Input Data

Note

Scikit-learn patching functionality in daal4py was deprecated and moved to a separate package, Intel(R) Extension for Scikit-learn*. All future patches will be available only in Intel(R) Extension for Scikit-learn*. Use the scikit-learn-intelex package instead of daal4py for the scikit-learn acceleration.

All array arguments to compute functions and to algorithm constructors can be provided in different formats. daal4py will automatically do its best to work on the provided data with minimal overhead, most notably without copying the data.

Numpy Arrays

daal4py can directly handle all types of numpy arrays with numerical data without copying the entire data. Arrays can be homogeneous (e.g. simple dtype) or heterogeneous (structured array) as well as contiguous or non-contiguous.

Pandas DataFrames

daal4py directly accepts pandas DataFrames with columns of numerical data. No extra full copy is required.

SciPy Sparse CSR Matrix

daal4py can directly handle matrices of type scipy.sparse.csr_matrix without copying the entire data.

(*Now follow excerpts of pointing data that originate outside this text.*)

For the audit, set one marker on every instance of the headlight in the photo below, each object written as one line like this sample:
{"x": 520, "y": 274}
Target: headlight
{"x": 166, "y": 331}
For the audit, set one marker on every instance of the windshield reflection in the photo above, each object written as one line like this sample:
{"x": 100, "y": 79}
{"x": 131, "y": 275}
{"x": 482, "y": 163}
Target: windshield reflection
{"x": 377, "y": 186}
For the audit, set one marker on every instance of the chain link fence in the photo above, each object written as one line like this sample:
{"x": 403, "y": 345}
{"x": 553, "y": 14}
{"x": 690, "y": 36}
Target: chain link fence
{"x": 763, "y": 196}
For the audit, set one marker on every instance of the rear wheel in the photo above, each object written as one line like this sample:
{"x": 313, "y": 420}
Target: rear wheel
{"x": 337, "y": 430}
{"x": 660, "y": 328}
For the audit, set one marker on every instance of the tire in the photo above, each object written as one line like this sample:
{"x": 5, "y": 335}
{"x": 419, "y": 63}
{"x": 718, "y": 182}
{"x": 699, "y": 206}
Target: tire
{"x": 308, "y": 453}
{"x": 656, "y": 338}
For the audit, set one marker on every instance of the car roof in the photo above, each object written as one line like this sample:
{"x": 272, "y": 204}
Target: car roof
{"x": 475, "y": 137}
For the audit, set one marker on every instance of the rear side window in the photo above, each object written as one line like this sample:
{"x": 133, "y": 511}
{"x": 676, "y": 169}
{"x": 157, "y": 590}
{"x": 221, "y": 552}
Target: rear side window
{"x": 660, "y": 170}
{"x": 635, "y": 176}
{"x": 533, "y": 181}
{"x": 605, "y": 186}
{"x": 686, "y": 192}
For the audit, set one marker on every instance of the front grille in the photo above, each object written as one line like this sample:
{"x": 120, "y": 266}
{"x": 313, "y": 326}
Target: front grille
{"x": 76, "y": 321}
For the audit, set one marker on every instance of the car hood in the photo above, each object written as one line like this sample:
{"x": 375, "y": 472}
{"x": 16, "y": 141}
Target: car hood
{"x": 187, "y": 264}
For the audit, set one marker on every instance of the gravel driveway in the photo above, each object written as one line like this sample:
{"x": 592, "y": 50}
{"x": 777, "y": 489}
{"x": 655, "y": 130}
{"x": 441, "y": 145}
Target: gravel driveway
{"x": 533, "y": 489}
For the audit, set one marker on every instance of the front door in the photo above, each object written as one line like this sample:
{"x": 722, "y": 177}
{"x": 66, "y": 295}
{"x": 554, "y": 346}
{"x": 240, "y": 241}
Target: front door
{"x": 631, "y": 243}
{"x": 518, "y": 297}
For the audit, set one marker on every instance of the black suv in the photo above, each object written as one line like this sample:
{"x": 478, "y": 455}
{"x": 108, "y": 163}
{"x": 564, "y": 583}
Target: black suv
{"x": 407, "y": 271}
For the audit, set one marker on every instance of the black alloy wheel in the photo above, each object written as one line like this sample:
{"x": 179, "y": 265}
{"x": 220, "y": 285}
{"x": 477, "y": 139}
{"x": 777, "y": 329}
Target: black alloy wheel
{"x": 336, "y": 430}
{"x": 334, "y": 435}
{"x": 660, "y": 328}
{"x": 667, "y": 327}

Note: some algorithms can be configured to use an optimized compute path for CSR data. It is required to explicitly specify the CSR method, otherwise the default and less efficient method is used.

CSV Files

The compute functions daal4py’s algorithms additionally accept CSV-filenames. Internally, daal4py will use DAAL’s fast CSV reader to create contiguous homogeneous tables.